I, like Deputy Scot Peterson, did not go in.

I am not alone in this failure: there are millions of people in this country who firmly believe that every abortion ends a human life, and who believe in their hearts and express in their words that all human life is sacred and worth defending, and yet they do not go in and engage in this war through most of the means easily available to them.

In the last two months I've spent a great deal of time reflecting on why, until now, I have done so very little to oppose or fight against abortion, despite my own story and long-lived hatred of it. In the end, I can think of really only two core reasons:

  1. No one asked me to.
  2. No one showed me how.

These two reasons are simple, but powerful. I suspect that nearly all of my peers, the inactive believers, would share the same reasons. For me, at least, as I write this, they are no longer true. I've been asked: my parish priest, Fr. Rick Heilman, challenged me to unite all the pro-life groups across the country behind the "I'm Going In!" rallying cry to form a cohesive national movement. And it no longer seems hopeless to me: in part because the context is different (we're this close to a conservative SCOTUS) and in part because I'm looking at it differently: the end-game isn't just a Right-to-Life Amendment or a reversal of Roe v. Wade; rather, the end-game is to save one life or one soul today. That was always, that has only ever been, the one thing that matters. Many pro-lifers know this; 40 Days for Life and other remarkably successful campaigns are built on this truth. And that is not hopeless - it is completely achievable for me, the generic me, to pray and act in such a way that through my efforts, by the grace of God, one soul or one life is saved today.

The failure of the pro-life movement, then, is represented in the fact that I - a faithful church-goer for many years, a consumer of Catholic media, an alumnus of an orthodox Catholic college - still believed that our fight was primarily political and that I personally could contribute nothing meaningful to it, and that until Fr. Rick, no one I know had ever asked me personally to engage or shown me how. Again, I'm just one person, but I am not alone in this experience.

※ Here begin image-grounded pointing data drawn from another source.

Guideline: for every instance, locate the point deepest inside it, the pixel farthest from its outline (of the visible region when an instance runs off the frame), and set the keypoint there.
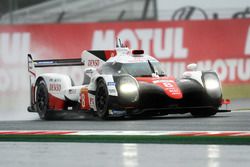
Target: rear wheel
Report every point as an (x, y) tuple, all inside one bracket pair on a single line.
[(204, 113), (102, 99), (42, 101)]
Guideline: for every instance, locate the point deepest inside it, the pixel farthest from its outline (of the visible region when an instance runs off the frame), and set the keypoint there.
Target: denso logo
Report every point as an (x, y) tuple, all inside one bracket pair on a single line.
[(161, 43), (93, 63), (55, 87)]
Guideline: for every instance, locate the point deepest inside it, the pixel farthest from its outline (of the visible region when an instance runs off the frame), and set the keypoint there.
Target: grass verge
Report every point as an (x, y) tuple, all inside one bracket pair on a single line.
[(232, 91)]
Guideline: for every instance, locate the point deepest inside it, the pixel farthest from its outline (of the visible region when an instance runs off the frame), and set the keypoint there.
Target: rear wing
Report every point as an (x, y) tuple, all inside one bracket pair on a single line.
[(54, 62), (32, 64), (89, 58)]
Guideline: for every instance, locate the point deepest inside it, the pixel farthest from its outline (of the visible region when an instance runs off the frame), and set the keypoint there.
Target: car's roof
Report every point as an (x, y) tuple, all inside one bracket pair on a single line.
[(124, 55)]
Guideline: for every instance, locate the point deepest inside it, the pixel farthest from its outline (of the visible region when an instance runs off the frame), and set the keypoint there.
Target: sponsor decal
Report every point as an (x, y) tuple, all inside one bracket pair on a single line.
[(55, 87), (111, 84), (93, 63)]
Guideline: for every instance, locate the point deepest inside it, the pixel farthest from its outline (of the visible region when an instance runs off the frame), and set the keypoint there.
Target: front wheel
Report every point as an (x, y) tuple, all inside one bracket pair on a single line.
[(42, 101), (102, 99)]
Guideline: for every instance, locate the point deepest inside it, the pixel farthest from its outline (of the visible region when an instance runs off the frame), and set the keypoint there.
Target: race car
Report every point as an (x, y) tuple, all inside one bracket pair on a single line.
[(122, 82)]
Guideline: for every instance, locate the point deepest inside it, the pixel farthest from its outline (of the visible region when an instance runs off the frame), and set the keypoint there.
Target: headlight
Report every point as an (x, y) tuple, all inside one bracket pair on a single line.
[(128, 85), (128, 88), (212, 84)]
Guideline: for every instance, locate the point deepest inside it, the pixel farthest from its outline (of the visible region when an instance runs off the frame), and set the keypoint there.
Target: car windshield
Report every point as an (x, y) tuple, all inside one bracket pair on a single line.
[(142, 69)]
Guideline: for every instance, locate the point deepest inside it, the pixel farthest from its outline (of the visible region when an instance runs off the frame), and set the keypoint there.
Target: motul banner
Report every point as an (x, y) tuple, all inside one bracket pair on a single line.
[(222, 45)]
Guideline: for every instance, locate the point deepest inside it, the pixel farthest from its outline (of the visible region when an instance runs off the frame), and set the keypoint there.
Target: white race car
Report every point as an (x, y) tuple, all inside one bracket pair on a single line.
[(122, 82)]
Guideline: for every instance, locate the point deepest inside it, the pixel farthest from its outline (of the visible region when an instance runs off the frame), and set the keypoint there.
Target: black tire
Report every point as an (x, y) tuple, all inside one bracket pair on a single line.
[(102, 99), (42, 101), (205, 113)]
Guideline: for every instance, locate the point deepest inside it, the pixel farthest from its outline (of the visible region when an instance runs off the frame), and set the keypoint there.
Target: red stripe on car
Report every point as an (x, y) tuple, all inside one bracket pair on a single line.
[(168, 84)]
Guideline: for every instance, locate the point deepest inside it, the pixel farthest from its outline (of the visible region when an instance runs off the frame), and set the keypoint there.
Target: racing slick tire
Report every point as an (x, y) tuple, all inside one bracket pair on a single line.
[(42, 101), (204, 113), (102, 99)]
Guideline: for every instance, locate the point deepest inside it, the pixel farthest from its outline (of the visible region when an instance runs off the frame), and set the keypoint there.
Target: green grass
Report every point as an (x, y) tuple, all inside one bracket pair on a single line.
[(161, 139), (232, 91)]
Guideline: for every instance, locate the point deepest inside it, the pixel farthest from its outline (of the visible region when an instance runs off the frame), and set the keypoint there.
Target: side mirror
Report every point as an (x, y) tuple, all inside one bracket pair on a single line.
[(89, 71), (192, 67)]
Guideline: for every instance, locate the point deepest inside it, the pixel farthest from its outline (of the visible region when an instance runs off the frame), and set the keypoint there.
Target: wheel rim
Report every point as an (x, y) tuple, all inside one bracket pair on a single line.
[(101, 99)]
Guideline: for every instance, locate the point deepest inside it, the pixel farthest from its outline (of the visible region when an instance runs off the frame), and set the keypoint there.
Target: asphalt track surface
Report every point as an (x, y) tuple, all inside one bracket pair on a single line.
[(121, 155), (129, 155), (234, 121)]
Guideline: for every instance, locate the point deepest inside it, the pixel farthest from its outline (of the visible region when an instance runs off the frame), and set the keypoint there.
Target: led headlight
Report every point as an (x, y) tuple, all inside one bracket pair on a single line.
[(128, 88), (212, 84)]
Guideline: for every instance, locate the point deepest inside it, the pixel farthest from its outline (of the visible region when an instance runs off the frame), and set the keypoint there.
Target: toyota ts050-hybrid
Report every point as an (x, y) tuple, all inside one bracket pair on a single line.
[(122, 83)]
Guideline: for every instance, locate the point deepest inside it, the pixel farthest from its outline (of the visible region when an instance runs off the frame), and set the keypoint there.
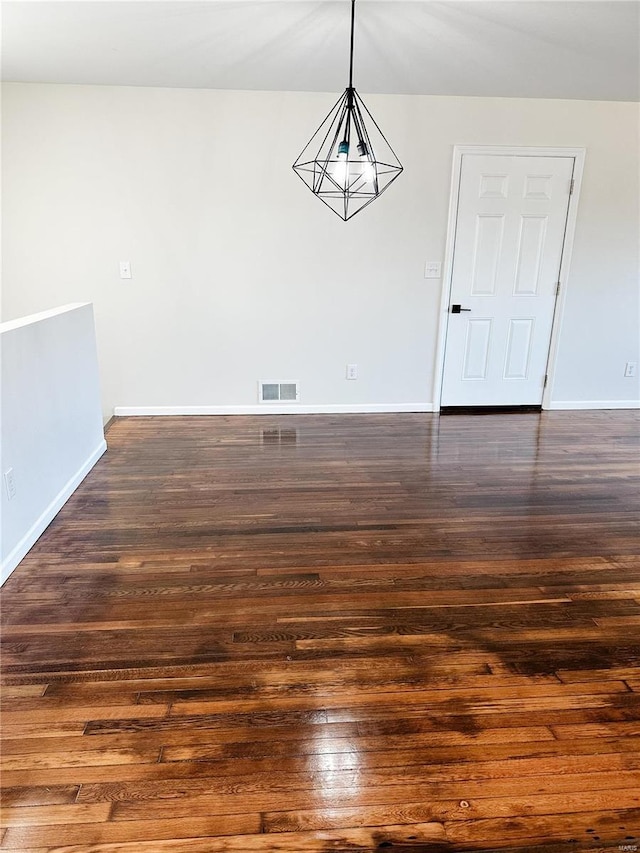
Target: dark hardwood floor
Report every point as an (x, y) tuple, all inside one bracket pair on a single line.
[(333, 633)]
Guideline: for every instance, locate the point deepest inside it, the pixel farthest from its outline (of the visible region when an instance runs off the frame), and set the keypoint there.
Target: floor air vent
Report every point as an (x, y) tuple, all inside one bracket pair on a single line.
[(278, 392)]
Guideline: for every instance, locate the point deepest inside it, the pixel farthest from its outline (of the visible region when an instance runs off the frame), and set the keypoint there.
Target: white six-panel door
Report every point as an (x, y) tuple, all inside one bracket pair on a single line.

Recently I've begun talking to other pro-life activists, reading the various websites of pro-life groups, and signing up for their emails. My universal experience in finding and reading these new pro-life websites is discouraging. Let's start with Google, as most internet users do. When I google "how to join pro life", the top result (and the only good one) is a 2011 web page from the Susan B. Anthony list, listing ten ways to engage. At the end of reading through that list, I feel overwhelmed and discouraged. The other results on Google are much worse - they're various pro-life groups, asking me to either donate to them or sign up for their emails, without connecting me to any of the other important pro-life groups or giving me online resources that would help me engage in more meaningful ways. For instance, I'm not being directed to resources on how to run for office, how to protest effectively at an abortion clinic, etc.

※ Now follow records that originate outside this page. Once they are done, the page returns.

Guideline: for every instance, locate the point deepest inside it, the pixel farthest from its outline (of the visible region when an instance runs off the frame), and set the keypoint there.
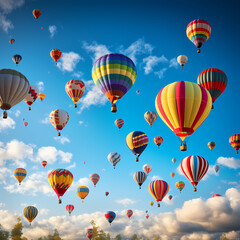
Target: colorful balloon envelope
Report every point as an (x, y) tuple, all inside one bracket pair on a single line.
[(234, 140), (94, 178), (183, 106), (110, 216), (158, 189), (194, 168), (31, 96), (75, 89), (211, 145), (137, 142), (69, 209), (140, 178), (198, 32), (20, 174), (114, 158), (214, 80), (30, 213), (119, 123), (180, 185), (150, 117), (59, 118), (82, 192), (147, 168), (55, 54), (158, 140), (60, 180), (114, 74)]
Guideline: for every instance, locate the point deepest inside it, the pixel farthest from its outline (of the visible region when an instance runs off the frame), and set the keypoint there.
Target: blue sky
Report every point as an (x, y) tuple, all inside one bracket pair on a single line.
[(84, 31)]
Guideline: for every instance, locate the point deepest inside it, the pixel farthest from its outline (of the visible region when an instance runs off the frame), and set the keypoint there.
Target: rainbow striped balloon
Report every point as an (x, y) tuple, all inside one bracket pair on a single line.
[(198, 32)]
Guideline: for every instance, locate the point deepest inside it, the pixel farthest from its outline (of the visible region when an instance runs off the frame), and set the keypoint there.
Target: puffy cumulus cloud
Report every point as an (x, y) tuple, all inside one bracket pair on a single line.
[(229, 162), (69, 61), (94, 97)]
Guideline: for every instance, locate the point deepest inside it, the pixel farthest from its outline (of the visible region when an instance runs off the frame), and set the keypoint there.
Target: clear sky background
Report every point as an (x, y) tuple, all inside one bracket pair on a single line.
[(144, 31)]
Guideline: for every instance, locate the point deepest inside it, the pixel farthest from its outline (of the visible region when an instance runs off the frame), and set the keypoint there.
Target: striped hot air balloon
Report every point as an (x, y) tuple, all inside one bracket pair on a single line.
[(198, 32), (114, 74), (119, 123), (137, 142), (194, 168)]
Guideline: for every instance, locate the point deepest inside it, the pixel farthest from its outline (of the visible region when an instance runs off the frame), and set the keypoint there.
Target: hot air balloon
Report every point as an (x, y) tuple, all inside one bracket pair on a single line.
[(89, 233), (158, 140), (216, 168), (174, 160), (94, 178), (198, 32), (114, 74), (11, 40), (147, 168), (55, 54), (82, 192), (69, 209), (137, 141), (150, 117), (119, 123), (214, 80), (183, 106), (158, 190), (20, 174), (110, 216), (234, 140), (60, 180), (140, 178), (17, 58), (41, 96), (44, 163), (59, 118), (194, 168), (211, 145), (180, 185), (31, 96), (182, 60), (129, 213), (36, 13), (30, 213), (75, 89), (114, 158)]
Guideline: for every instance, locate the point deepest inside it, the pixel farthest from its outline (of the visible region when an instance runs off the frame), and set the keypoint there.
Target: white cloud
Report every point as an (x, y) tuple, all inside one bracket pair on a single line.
[(229, 162), (125, 201), (69, 61), (61, 139), (152, 61), (94, 97), (98, 50), (52, 29)]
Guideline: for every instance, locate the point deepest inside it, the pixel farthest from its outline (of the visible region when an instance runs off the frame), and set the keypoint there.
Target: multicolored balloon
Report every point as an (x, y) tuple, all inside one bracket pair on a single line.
[(194, 168), (158, 140), (234, 140), (119, 123), (198, 32), (114, 74), (140, 178), (137, 142), (158, 189), (114, 158), (20, 174), (30, 212), (75, 89), (214, 80), (59, 118), (60, 180), (150, 117)]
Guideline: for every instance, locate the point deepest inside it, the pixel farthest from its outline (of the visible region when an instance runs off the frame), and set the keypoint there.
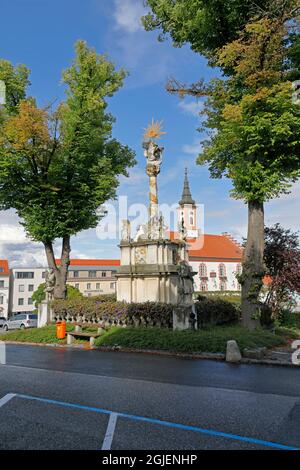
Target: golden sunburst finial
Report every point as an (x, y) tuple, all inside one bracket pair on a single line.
[(154, 130)]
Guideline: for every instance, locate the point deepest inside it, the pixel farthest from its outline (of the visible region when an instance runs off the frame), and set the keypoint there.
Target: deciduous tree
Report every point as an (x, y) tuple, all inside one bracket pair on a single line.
[(282, 259), (254, 122)]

I've learned lately in talking to more seasoned pro-life activists that the movement rightly identifies part of its failure as only preaching to the choir; its message is not reaching the broader public. Most of the activists think the solution is to try harder to get the message out to the broader public. I disagree. I say that while the pro-life movement has only been preaching to the choir, they have been preaching to the choir poorly, because they are preaching to the choir with a message intended for the broader public. I say, let's preach to the choir well. That means changing the message (which is easy) instead of changing the audience (which is hard) in order to solve the two problems I listed above, that have kept me and many others from engaging meaningfully.